Let’s get this out of the way. Learning to use a screen reader as a developer can be a tedious task, with a steep learning curve. But, once you get the fundamentals, it will be worthwhile.
I recommend one of two screen readers, depending on your situation:
- VoiceOver for MacOS or iOS
- NVDA for Windows
Both of these are free, and can be configured to help you as a sighted developer learn how to use a screen reader. I found it extremely useful to use what I called ‘training wheels’ when first using screen readers. You don’t need any fancy hardware, and you don’t need to blindfold yourself. Those two training wheels are:
- A visual outline on the screen that indicates which element the screen reader is currently reading. Without this, it can be easy for a sighted user to get lost. It also helps pinpoint errors.
- A visual output of the text that the screen reader is reading. The voice can often be hard to understand if you are not used to it. It can also be helpful to turn down the voice or mute it completely if you get overwhelmed.
Note that these are not just training wheels. Not everyone who uses a screen reader is 100% blind. In fact, many screen reader users can see the screen to some extent, so these tools exist to help them too.

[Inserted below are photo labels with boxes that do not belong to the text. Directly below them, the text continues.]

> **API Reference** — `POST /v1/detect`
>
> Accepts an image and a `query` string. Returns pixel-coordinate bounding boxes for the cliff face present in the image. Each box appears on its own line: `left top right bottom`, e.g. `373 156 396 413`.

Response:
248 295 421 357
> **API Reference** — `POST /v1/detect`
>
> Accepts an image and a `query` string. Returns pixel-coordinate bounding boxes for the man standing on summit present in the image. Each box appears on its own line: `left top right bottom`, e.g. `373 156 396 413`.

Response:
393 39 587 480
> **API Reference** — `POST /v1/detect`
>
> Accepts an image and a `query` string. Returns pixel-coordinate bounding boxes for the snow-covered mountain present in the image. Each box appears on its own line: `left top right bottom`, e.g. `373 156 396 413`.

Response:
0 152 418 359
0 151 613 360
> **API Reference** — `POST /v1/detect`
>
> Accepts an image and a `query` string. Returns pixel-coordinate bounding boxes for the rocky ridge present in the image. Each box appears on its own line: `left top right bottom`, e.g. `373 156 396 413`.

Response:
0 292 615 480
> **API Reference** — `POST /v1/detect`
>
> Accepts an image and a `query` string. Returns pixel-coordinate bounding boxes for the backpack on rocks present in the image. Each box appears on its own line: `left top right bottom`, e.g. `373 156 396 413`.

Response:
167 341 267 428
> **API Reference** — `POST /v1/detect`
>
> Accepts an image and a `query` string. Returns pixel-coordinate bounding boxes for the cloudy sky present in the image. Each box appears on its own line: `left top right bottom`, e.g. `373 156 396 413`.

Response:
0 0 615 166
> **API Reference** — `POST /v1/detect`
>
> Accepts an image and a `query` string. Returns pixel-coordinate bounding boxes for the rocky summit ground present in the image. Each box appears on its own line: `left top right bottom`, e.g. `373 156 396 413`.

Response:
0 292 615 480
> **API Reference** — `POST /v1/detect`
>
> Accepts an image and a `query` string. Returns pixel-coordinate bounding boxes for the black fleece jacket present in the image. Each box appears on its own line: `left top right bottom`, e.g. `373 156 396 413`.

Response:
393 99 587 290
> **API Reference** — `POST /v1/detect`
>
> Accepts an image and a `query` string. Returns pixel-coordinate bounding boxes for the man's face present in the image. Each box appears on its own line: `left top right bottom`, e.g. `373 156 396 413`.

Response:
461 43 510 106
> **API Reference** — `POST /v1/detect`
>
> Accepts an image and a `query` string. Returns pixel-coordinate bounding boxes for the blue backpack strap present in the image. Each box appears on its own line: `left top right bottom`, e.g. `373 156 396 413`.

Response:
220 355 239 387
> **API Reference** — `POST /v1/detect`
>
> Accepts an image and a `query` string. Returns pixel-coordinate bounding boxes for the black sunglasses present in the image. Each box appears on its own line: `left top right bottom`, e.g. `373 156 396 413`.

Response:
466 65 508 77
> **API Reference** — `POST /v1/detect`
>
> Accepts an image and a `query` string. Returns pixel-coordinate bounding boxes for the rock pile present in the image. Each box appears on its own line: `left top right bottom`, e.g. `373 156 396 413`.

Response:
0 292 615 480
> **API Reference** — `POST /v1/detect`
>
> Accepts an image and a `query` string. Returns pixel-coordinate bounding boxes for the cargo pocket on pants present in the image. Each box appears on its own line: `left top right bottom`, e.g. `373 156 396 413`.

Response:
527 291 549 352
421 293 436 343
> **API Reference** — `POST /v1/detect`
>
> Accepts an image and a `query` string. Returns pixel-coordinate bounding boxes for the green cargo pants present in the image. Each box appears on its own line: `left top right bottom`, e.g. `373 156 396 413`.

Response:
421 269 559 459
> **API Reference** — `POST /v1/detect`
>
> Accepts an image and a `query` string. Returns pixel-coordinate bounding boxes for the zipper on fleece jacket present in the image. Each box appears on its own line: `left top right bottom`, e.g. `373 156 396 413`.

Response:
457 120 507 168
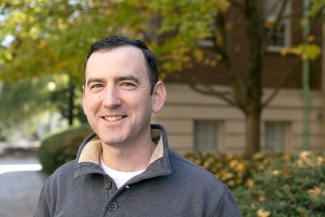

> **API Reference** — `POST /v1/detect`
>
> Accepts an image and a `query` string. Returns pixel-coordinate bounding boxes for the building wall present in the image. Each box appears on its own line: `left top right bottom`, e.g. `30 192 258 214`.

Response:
152 83 325 154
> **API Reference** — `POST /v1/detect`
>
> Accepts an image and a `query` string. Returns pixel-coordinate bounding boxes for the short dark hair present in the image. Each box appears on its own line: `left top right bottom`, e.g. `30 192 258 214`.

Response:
84 35 158 95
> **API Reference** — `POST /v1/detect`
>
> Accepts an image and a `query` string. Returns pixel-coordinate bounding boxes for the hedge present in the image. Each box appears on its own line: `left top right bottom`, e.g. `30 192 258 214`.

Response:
186 152 325 217
38 125 92 174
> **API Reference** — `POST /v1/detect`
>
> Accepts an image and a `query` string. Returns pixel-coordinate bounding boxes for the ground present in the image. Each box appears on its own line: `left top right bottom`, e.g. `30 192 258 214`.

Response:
0 150 47 217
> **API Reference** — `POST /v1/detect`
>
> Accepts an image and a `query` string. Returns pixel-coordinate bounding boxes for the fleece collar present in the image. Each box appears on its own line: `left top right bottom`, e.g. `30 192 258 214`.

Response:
74 124 172 181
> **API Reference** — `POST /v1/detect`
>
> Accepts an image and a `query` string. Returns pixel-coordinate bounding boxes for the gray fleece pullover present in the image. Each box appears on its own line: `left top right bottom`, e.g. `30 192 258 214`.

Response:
34 125 241 217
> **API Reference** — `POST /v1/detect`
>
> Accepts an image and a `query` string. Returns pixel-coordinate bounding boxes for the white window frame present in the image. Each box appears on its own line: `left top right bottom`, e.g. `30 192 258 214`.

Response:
193 120 221 153
263 121 289 153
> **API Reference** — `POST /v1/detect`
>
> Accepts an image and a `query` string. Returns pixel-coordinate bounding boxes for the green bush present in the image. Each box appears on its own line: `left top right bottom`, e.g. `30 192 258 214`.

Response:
186 152 325 217
38 125 92 174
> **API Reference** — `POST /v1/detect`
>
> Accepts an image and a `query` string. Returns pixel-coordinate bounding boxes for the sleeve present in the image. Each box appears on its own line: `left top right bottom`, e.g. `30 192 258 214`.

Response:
33 180 52 217
213 188 241 217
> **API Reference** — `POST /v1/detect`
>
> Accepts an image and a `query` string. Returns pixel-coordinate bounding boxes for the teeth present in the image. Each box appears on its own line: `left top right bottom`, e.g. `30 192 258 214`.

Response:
105 116 122 121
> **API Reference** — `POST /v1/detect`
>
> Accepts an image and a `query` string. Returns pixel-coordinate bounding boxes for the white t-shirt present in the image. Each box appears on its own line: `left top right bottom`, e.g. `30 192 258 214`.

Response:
100 158 145 188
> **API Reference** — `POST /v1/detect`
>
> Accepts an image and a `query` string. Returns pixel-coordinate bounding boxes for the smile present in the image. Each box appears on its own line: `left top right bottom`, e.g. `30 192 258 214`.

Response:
103 116 124 121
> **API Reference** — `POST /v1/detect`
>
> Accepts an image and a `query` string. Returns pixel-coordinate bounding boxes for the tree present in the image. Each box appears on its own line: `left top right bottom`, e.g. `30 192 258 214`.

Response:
150 0 324 153
0 0 149 125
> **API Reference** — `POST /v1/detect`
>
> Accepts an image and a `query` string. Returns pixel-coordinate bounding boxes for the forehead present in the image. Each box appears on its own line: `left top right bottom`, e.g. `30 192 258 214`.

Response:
85 46 149 79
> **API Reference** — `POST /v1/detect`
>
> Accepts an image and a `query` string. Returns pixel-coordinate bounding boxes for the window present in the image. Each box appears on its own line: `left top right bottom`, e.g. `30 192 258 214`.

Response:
264 0 290 51
264 122 286 152
194 121 218 152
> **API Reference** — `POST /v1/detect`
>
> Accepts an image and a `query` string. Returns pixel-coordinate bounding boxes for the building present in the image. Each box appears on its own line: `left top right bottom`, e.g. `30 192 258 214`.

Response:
153 0 325 154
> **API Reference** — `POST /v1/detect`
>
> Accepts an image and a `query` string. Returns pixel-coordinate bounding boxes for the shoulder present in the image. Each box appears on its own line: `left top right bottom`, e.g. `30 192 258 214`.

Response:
169 151 228 191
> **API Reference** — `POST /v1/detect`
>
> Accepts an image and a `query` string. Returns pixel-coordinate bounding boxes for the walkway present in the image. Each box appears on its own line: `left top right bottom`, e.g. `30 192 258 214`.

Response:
0 153 47 217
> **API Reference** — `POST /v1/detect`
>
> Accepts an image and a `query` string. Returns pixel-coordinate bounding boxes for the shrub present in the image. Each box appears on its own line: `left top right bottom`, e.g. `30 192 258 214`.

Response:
38 125 92 174
186 152 325 217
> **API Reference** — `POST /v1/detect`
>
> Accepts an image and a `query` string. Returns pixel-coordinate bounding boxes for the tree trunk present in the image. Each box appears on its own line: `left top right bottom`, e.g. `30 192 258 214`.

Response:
246 109 261 154
68 79 75 126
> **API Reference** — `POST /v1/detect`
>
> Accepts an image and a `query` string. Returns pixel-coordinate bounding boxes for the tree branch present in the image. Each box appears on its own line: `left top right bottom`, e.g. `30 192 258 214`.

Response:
262 56 300 108
261 0 288 54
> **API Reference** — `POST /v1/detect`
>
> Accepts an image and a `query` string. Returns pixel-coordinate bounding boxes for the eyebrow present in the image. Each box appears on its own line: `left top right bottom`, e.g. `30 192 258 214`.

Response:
87 75 140 87
115 75 140 84
87 78 104 87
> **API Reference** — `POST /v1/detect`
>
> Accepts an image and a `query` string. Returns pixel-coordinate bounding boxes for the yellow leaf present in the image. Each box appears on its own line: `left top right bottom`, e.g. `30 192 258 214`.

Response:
257 209 271 217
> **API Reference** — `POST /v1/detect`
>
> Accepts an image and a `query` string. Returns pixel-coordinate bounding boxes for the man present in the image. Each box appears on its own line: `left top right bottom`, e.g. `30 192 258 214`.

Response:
34 36 241 217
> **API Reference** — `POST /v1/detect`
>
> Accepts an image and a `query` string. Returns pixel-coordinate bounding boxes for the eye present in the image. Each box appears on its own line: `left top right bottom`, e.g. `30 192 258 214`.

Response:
121 82 135 87
90 84 103 89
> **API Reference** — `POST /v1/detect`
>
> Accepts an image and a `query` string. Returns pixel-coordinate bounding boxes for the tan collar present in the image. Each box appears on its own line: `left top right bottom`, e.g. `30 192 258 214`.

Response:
78 129 164 165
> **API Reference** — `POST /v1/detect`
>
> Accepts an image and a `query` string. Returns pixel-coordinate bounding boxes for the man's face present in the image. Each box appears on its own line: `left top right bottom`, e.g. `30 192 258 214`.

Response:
83 46 152 146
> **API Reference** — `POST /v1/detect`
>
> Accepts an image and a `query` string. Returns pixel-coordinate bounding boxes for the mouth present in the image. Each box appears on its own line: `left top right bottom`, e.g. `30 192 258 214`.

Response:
102 115 126 122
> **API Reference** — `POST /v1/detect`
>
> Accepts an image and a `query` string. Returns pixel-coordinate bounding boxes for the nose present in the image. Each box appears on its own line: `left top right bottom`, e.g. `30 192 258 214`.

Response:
102 85 122 109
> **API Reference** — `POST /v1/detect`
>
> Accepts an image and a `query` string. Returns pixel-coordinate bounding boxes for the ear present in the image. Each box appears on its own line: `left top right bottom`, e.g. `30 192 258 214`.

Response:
152 81 166 113
82 85 87 116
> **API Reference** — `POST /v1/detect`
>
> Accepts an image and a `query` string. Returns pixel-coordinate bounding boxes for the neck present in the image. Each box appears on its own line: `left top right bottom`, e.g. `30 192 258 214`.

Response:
101 138 156 172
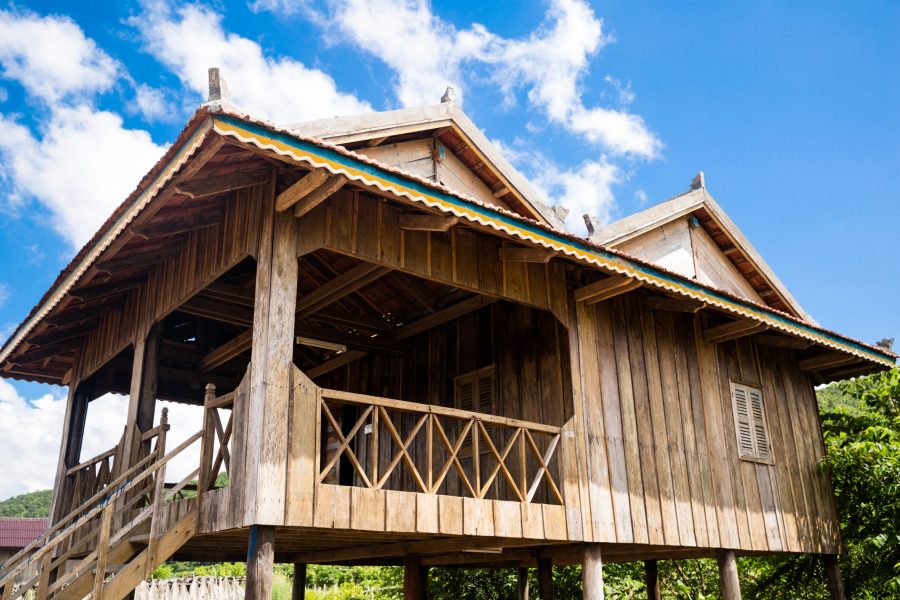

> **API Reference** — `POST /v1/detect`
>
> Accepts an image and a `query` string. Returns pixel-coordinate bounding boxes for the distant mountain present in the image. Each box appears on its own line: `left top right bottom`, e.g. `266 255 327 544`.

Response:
0 490 53 517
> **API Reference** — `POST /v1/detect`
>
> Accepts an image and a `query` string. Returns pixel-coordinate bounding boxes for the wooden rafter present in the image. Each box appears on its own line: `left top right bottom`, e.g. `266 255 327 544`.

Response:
499 246 556 263
399 213 459 232
646 296 706 313
175 167 272 198
94 242 181 273
703 319 769 344
306 296 496 378
800 352 860 371
132 204 225 239
294 175 347 217
575 275 641 304
275 169 328 212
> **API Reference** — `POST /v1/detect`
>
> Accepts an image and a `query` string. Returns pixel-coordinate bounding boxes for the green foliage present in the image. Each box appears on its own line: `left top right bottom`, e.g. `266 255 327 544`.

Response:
0 490 53 518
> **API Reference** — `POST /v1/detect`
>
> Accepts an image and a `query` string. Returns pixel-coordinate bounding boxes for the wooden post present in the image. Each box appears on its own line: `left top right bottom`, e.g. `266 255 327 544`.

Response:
122 323 160 473
244 525 275 600
50 380 90 525
581 544 603 600
644 560 660 600
291 563 306 600
538 557 553 600
822 554 846 600
716 550 741 600
517 567 528 600
242 169 299 525
403 554 426 600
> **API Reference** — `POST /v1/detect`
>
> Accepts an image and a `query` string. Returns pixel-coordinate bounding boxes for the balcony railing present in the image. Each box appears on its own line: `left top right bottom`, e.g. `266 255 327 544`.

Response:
318 389 564 504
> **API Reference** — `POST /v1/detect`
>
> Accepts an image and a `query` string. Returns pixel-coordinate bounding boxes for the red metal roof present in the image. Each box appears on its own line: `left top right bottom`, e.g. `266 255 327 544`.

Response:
0 518 47 548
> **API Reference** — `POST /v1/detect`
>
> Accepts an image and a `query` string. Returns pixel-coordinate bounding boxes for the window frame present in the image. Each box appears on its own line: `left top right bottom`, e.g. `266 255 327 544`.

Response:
729 379 775 465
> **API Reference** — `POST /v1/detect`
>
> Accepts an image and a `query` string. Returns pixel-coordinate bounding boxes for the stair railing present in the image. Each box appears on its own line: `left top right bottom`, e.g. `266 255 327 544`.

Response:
0 409 203 600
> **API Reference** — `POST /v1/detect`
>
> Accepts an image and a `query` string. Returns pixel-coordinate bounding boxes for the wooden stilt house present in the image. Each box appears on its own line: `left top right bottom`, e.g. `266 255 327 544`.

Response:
0 76 895 600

General information about screen readers
- Screen readers read the semantics of the page in addition to the text that is displayed. The semantics help convey the purpose of elements, as well as the potential effects of interacting with those elements. For example, a button is different than a link, in that a button activates dynamic content while a link will open a new URL. This extra information can be overwhelming at first, but it is fundamental.
- Screen readers read the page in DOM order, which might not reflect visual order. This can be confusing, so watch out for it.
- You can tab though interactive elements on the page and activate controls with space/enter.
- Screen readers also have their own set of controls for interacting with the page and jumping to certain elements. You don’t need to know all of these controls at first. Take it slow.
Out of the box, VoiceOver comes with the two training wheels enabled by default.
To learn more:
NVDA does not support these training wheels out of the box, but you can turn them on.
- Turn on the outline by downloading and installing the Focus outline plugin
- Turn on the Speech viewer by going to the NVDA in the system tray, clicking on Tools and then selecting Speech viewer.
To learn more:
Do both automated an manual tests as often as possible. If you can, integrate your automated tests into your development process so that tests are automatically ran as you push code. Also strive to manually test before each major release.
Automated testing is only part of the battle. You MUST do manual testing too. Manual testing with screen readers can be intimidating at first, but some helpful training wheels might make it easier.